October 16, 2002 at 3:19 PM EST - Updated June 29 at 7:50 PM
By JAMES HANNAH, Associated Press Writer
DAYTON, Ohio (AP) - Democratic candidate for governor Tim Hagan raised his profile in the first debate of the campaign but likely did not shake up the race against Gov. Bob Taft, a political analyst said Wednesday.
Tuesday night's debate was critical for Hagan, a Cuyahoga County commissioner from 1983-99 who is short on campaign money and lagging in independent polls, said John Green, a political science professor at the Ray C. Bliss Institute of Applied Politics at the University of Akron.
"He needed to get some more recognition and raise some issues. In many respects, he was successful in doing that," Green said. "What he didn't land was the knockout blow, the great one-liner, the powerful speech."
Green said both candidates successfully showed voters how different they are. Taft and Hagan are to meet in two more debates, Oct. 23 in Columbus and Nov. 1 in Cleveland.
Taft wasted no time in the often spirited exchange Tuesday night criticizing Hagan (pictured, above) as being wrong for Ohio.
"Tim's offered a campaign of complaint and criticism. And the few ideas he has offered, well, they're wrong for Ohio, too," Taft said in his opening remarks. "My opponent offers a risky budget scheme that would slash essential spending for people in need while at the same time proposing additional billions of new spending."
Green said Taft accomplished what he needed to do: "Play some defense and highlight positive aspects of his record."
Hagan repeatedly said Taft has failed to provide leadership.

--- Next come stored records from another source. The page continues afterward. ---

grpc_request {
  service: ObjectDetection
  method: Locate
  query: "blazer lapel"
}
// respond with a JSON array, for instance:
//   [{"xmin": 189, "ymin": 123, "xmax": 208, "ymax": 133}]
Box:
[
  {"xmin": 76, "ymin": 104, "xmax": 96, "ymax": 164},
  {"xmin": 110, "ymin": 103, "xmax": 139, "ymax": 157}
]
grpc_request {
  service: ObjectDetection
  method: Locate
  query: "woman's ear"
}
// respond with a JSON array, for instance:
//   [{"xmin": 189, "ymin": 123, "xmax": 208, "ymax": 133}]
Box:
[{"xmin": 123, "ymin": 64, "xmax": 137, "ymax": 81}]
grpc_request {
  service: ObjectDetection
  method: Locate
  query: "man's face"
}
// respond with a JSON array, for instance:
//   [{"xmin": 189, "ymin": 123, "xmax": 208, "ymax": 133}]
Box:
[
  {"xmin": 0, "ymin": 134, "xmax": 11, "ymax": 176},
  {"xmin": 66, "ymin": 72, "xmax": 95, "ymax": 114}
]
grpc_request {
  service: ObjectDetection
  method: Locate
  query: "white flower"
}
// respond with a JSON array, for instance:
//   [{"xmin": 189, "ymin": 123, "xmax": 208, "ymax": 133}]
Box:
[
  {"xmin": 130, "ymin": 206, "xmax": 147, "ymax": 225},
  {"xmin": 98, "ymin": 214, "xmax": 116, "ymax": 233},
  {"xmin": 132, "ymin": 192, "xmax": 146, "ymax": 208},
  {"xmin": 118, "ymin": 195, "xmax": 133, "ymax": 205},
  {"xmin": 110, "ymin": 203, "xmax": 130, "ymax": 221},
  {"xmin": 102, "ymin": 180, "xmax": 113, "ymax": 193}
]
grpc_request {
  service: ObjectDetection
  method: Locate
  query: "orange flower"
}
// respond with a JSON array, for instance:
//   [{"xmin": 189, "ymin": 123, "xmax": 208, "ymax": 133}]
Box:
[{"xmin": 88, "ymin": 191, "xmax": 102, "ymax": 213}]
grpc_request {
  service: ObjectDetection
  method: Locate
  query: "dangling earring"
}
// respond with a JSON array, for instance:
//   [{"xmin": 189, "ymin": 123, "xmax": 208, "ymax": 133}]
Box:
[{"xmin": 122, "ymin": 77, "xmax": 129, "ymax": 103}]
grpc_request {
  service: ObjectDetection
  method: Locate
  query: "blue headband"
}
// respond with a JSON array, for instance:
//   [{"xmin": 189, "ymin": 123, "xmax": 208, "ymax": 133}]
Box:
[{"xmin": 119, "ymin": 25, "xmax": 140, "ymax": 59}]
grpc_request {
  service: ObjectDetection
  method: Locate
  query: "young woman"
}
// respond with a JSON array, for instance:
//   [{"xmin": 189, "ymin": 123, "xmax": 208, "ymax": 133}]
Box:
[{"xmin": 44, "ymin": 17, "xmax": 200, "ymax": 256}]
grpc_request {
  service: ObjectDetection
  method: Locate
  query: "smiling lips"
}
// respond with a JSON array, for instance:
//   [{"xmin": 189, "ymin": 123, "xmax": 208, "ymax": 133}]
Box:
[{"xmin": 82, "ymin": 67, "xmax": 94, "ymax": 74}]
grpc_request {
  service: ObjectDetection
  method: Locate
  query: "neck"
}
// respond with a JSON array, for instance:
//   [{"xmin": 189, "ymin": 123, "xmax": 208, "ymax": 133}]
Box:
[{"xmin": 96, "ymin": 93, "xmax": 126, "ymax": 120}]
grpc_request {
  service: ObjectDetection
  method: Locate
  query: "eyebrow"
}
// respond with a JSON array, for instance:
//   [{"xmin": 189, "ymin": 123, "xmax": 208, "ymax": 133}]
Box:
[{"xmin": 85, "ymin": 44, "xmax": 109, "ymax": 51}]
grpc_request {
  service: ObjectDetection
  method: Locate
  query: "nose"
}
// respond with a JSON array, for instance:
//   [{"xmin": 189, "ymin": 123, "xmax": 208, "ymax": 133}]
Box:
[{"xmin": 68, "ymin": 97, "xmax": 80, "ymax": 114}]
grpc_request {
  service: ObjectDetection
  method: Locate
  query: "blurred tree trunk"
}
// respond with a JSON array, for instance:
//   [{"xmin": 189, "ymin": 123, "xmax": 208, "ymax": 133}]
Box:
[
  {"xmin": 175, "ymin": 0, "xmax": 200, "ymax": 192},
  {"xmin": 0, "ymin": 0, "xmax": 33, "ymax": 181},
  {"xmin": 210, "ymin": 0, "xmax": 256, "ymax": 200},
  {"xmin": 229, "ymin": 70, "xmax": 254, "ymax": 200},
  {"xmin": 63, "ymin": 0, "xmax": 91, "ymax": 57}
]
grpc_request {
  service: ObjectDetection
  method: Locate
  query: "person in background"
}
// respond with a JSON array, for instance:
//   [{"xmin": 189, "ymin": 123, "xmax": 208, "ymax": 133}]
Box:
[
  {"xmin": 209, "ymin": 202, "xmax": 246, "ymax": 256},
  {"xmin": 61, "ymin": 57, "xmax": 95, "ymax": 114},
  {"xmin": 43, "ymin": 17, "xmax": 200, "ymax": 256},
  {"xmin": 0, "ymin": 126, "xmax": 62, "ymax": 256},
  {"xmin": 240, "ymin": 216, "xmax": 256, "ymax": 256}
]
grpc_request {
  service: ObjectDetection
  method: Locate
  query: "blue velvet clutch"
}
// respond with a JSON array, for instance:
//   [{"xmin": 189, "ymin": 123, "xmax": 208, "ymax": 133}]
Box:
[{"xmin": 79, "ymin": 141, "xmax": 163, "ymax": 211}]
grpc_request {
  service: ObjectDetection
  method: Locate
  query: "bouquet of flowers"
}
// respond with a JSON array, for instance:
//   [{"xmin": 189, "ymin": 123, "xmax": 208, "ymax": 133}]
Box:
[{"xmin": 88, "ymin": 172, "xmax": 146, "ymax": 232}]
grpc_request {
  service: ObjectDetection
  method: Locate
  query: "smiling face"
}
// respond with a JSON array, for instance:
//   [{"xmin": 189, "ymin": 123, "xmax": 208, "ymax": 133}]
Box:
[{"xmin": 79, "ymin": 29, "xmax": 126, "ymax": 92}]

"Bankruptcies are up in Ohio. Unemployment is up in Ohio. Foreclosures are up in Ohio. Property taxes, Bob, are up in Ohio. Prescription drugs are up in Ohio. Tuition is up in Ohio. The budget deficit is up in Ohio," Hagan said. "I think the people of Ohio are fed up in Ohio and it's time now for Bob Taft to realize his time is up in Ohio."
Hagan implied during the debate that Taft would not be governor without his family name. Taft is the great-grandson of President William Howard Taft.
"Like you, I'm also very proud of my heritage. I feel blessed and very, very fortunate, I must say," Taft said. "But when I hear your litany of complaints about Ohio, it reminds me of the nightly news, all the bad but none of the good."
Taft said Hagan's plan to put video slot machines in Ohio racetracks and close business tax loopholes would harm the state. But Hagan said Ohio would gain revenue that goes to casinos and tracks in Indiana, Michigan, West Virginia and Canada.
Taft defended his record on school construction, saying the state spends far more on school buildings than local districts that pass levies. Hagan said the Ohio Supreme Court has weighed in on local taxes, saying it's unconstitutional to overly rely on them.
The two differed strongly on the death penalty.
Hagan, who opposes capital punishment, said he didn't care about polls that have found Ohioans support it.
"If somebody were to harm my wife or my children, somebody would have to hold me back from attacking that S.O.B. But that's emotion," Hagan said. "A just society acts out of reason -- not emotion."
Taft has not granted clemency in the five death penalty cases he has reviewed during his term. He said he studies every case before making a decision. He said Hagan would be substituting his judgment for the will of the jury and the Legislature.
Taft also accused Hagan of changing his positions on raising taxes and a constitutional amendment on the Nov. 5 ballot that would force judges to impose treatment for first- and second-time drug offenders.
Hagan said he has not changed positions lightly.
"I didn't flip-flop. I didn't realize what a disaster I would inherit as governor of this state, a $4 billion deficit," Hagan said.
Hagan also criticized a recently announced prescription discount program as not meeting seniors' needs. Ohio's Golden Buckeye cardholders, residents 60 or older, would receive the cards.
Taft said "deep discounts" would be available.
John Eastman, the gubernatorial candidate for the Natural Law Party, was invited by the sponsors to the studio but not allowed to take part. The sponsors were The (Cleveland) Plain Dealer,The Columbus Dispatch and the Dayton Daily News.
Eastman said he would have focused on what can be done to stop problems before they get large. He said early treatment both in health care and criminal justice would save the state substantial money.
"We really need to start prevention-oriented solutions," he said.
Eastman is to take part in the Cleveland debate.